For the 1870 construction, the builder was Simeon Babcock, the mason was Hiram R. Bond, ironwork was done by Wm. Bayley and Wm. Greenslade, and John Harding painted frescoes. In 1910 a pastor's study and church office were added to the building's southwest corner. After a fire in 1947, the south end of the nave and roof were repaired. In 1957 a classroom wing was added to the southeast corner of the building.

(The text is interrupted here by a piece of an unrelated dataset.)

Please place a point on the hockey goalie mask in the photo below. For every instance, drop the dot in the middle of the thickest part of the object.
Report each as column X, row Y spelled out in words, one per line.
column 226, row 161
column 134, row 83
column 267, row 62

Calvary Church features an indoor prayer labyrinth laid into the floor. Its design was inspired by a 12th-century labyrinth found at the Cathedral of Chartres in Chartres, France, and has eleven circuits with a rosette center.

The WHS survey of 1986 noted that Calvary's building is "one of the best preserved Gothic churches in the city from the period immediately following the Civil War" and "one of Milwaukee's oldest [church buildings] in continuous use."